De acordo com a classificação de competitividade redigida pelo WEF, o Brasil, como um todo, não ocupa em 2012 uma posição particularmente retraída (48ª colocação entre os 144 países pesquisados). Isso se deve aos bons resultados em alguns fatores, como: a) relevante dimensão do mercado interno (9º lugar), b) desenvolvimento dos mercados financeiros (46º), com uma referência especial à regulamentação do mercado de ações (8º) e à solidez do setor bancário (14º) e c) eficiência do setor privado (33º). Já em relação à qualidade das infraestruturas, os resultados são muito menos otimistas. Nesse campo, mundialmente o Brasil ocupa a 107ª posição, com necessidades especiais evidenciadas nas infraestruturas dos transportes.
Como demonstrado pelos empresários brasileiros e estrangeiros entrevistados na Executive Opinion Survey do WEF, as infraestruturas são o segundo fato entre os mais problemáticos para “fazer negócios” no Brasil (17,5% das respostas). As carências de infraestrutura são precedidas apenas pelos problemas relativos ao sistema tributário, seja na dimensão da complexidade da burocracia (18,7% das respostas) que da alta pressão tributária (17,2%).
Estimativas do Banco Mundial, baseadas na experiência das economias desenvolvidas e daquelas emergentes que mais recentemente evidenciaram taxas sustentáveis de crescimento, mostram que é necessário manter uma taxa de investimento em infraestruturas pelo menos a 3% do PIB: 1% para considerar as depreciações, 1,3% para seguir o crescimento da população e 0,7% para tornar os serviços de utilidade pública universais (especialmente o acesso à eletricidade, à água potável e à rede de esgotos). Outras estimativas, que consideram mais especificamente as necessidades para a economia brasileira, sugerem que uma taxa de 2% do PIB seria suficiente apenas para manter o estoque de investimentos nesta economia.
Até a década de 80, o Brasil conseguia empenhar recursos a quantidades superiores àquelas sugeridas pelas estimativas do Banco Mundial. A partir dessa mesma década – em razão das turbulências macroeconômicas que levaram a longos períodos de alta inflação e do aumento da despesa pública corrente – assiste-se, ao invés, a uma queda dos investimentos em infraestruturas. Esses passaram dos 5,4% nos anos 1970 aos 2,3% da última década .
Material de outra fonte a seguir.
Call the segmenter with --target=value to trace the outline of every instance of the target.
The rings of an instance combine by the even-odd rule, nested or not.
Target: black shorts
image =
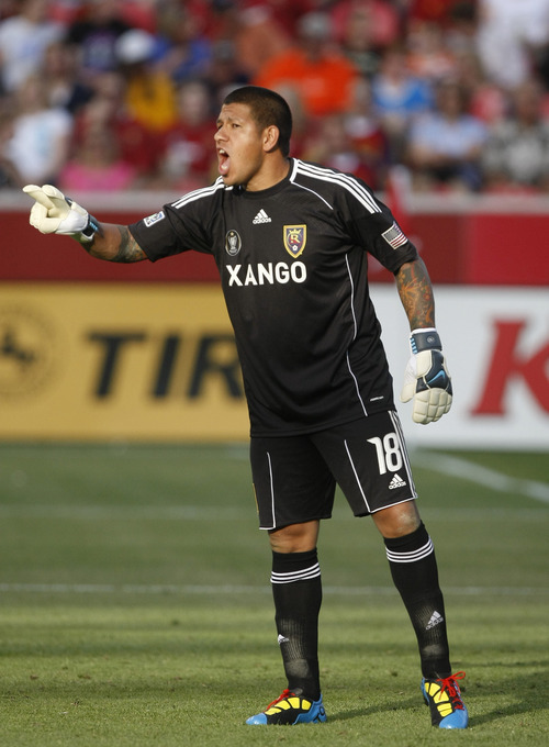
[[[417,498],[396,412],[302,436],[253,437],[261,529],[329,519],[336,483],[356,516]]]

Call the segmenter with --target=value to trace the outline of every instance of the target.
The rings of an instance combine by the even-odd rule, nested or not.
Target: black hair
[[[289,155],[292,136],[292,112],[287,100],[280,93],[260,86],[244,86],[231,91],[223,103],[247,104],[259,130],[265,130],[271,124],[278,127],[278,147],[283,156]]]

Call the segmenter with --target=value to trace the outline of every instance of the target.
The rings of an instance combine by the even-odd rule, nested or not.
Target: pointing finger
[[[26,185],[26,187],[23,187],[23,192],[29,194],[29,197],[32,197],[33,200],[36,200],[38,204],[44,205],[46,209],[55,207],[42,187],[37,187],[36,185]]]

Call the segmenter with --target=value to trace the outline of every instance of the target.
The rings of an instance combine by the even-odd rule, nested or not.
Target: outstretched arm
[[[147,258],[127,226],[115,223],[98,222],[91,241],[79,241],[79,244],[91,257],[108,261],[133,263]]]
[[[411,330],[435,326],[433,286],[423,259],[407,261],[396,271],[396,288]]]
[[[99,259],[134,263],[146,259],[146,254],[125,225],[100,223],[56,187],[27,185],[23,192],[35,202],[30,223],[44,234],[55,233],[75,238],[88,254]]]
[[[412,356],[404,372],[401,401],[413,400],[412,417],[427,424],[450,410],[452,389],[435,328],[433,286],[423,259],[405,263],[395,274],[396,287],[410,323]]]

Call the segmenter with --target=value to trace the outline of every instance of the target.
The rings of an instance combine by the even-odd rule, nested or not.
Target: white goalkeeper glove
[[[404,372],[401,402],[414,400],[415,423],[435,423],[451,408],[451,380],[438,332],[433,327],[410,335],[412,356]]]
[[[56,187],[27,185],[23,187],[23,192],[35,200],[30,223],[41,233],[72,236],[83,243],[92,241],[98,230],[96,219]]]

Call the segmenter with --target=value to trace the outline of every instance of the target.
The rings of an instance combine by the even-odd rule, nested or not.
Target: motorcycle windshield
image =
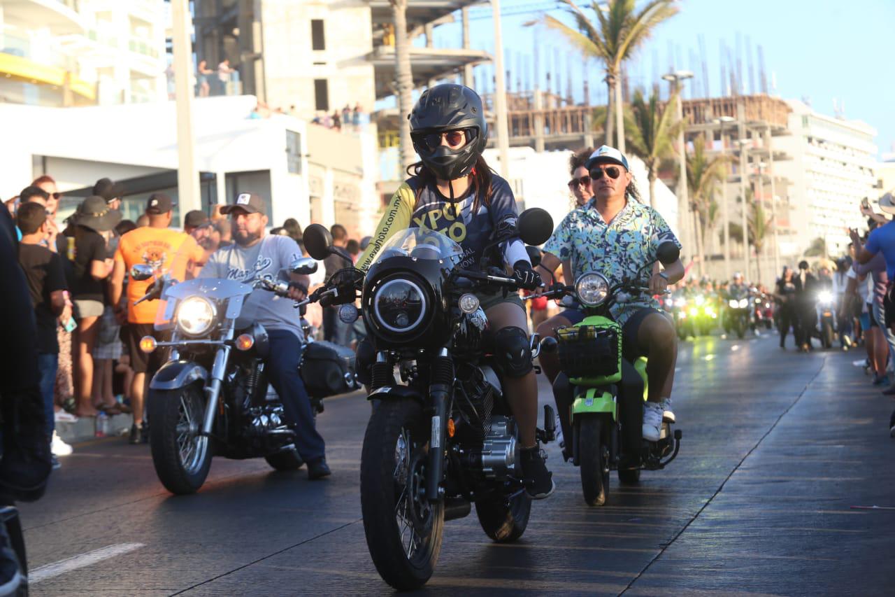
[[[212,309],[215,310],[224,308],[226,306],[228,314],[233,310],[229,307],[229,303],[238,303],[238,305],[234,306],[237,308],[238,314],[243,306],[242,298],[251,292],[251,286],[232,280],[218,280],[217,278],[186,280],[192,277],[191,254],[193,252],[194,247],[192,243],[183,243],[170,263],[166,264],[165,267],[156,272],[158,283],[164,283],[161,298],[156,301],[158,303],[155,320],[157,330],[167,330],[174,327],[175,314],[178,305],[190,297],[204,297],[211,303]],[[234,297],[240,297],[240,299],[237,301],[228,300]]]
[[[226,308],[225,318],[235,319],[243,310],[243,301],[251,291],[252,288],[249,284],[222,278],[197,278],[170,283],[162,295],[164,308],[159,308],[156,313],[156,329],[174,327],[178,306],[193,297],[207,299],[210,308],[216,313]]]
[[[392,236],[379,249],[373,263],[396,256],[423,261],[444,260],[456,264],[463,257],[463,247],[439,232],[408,228]]]

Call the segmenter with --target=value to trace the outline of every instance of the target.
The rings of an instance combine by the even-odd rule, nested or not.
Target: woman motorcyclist
[[[571,261],[575,279],[596,271],[603,273],[610,285],[634,279],[639,286],[648,285],[652,295],[664,292],[669,284],[684,277],[684,265],[678,259],[659,272],[655,269],[657,251],[662,242],[671,241],[678,247],[680,243],[658,212],[637,201],[634,176],[627,159],[618,150],[600,147],[591,155],[587,167],[593,198],[566,216],[557,227],[544,245],[539,268],[552,277],[560,263]],[[644,272],[646,265],[653,267],[652,274]],[[670,395],[678,338],[674,324],[658,307],[658,301],[652,297],[637,296],[612,307],[612,316],[625,334],[626,358],[649,358],[643,432],[650,441],[659,439],[663,418],[674,421]],[[541,324],[538,333],[541,336],[553,335],[556,328],[584,319],[583,311],[569,309]],[[541,365],[552,382],[559,372],[558,358],[542,353]]]
[[[786,336],[792,326],[792,335],[796,339],[796,347],[798,348],[798,312],[796,307],[796,280],[793,276],[792,268],[788,265],[783,266],[783,273],[777,281],[777,291],[774,293],[780,307],[778,308],[777,329],[780,333],[780,348],[786,349]]]
[[[513,191],[482,157],[488,143],[488,125],[478,94],[463,85],[436,85],[420,96],[410,114],[410,127],[421,161],[407,169],[410,177],[395,193],[356,267],[369,268],[396,232],[422,228],[457,242],[464,250],[460,267],[477,270],[497,233],[509,238],[500,248],[520,288],[540,286],[541,279],[532,269],[524,245],[515,235],[517,212]],[[519,427],[526,490],[533,498],[547,497],[555,485],[535,438],[538,385],[525,309],[516,292],[504,296],[498,290],[478,296],[493,332],[495,359],[503,371],[507,400]],[[362,342],[357,370],[364,383],[369,382],[364,377],[371,364],[366,357],[371,354],[366,341]]]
A contração dos investimentos é notadamente marcada no setor dos transportes (de 2% do PIB nos anos 1970 a 0,7% na última década) e na rede elétrica (de 2,1% a 0,7%). Os atrasos nos investimentos se refletem na baixa qualidade das infraestruturas. Dos 1,6 milhões de quilômetros de estradas, que fazem do Brasil um dos países com a rede viária mais estendida, em 2009 apenas 13% estava asfaltado (em leve aumento dos 10% em 2000). Da parte asfaltada, menos da metade era considerada em estado bom ou muito bom. O dado é relevante, considerando que mais de 70% das mercadorias brasileiras é transportado por estrada (8% na China, 24% na Austrália e 26% nos Estados Unidos). Os aeroportos estão superlotados. Em 2010 apenas três deles (Rio de Janeiro Galeão, Salvador e Recife) operavam dentro do limites recomendáveis pelas autoridades considerando os picos sazonais (80% da capacidade máxima), com os mais movimentados que apresentavam taxas de utilização de mais de 130%. Enfim, um dado mostra a necessidade dos investimentos na rede hídrica: em 2009 somente pouco mais de um terço (35%) dos esgotos eram tratados.
Continuando a investir em infraestruturas pouco mais de 2% do PIB ao ano, o Brasil dificilmente preencherá a lacuna existente com os principais países emergentes. Aqueles asiáticos, por exemplo, fizeram significativos esforços para modernizar as infraestruturas. Entre 1998 e 2003, os investimentos chineses em infraestrutura cresceram de 2,6% do PIB a 7,3% (dos quais, 4% para os transportes). No mesmo período, a Tailândia passou de 5,3% para 15,4% do PIB (quase 4% para os transportes). Filipinas e Vietnã já investiam, desde o início da década passada, cifras superiores àquelas brasileiras (3,5 e 10% do PIB respectivamente). Também na América Latina a situação parece melhor. Especialmente o Chile ampliou os investimentos em infraestruturas após 1995 levando-os para mais de 6% do PIB (dos quais 2% para os transportes) graças a uma legislação favorável para o envolvimento do setor privado nos projetos (mais de dois terços dos investimentos em infraestruturas são financiados por estruturas privadas). Em 2001, a Colômbia investia quase 6% do PIB em infraestruturas.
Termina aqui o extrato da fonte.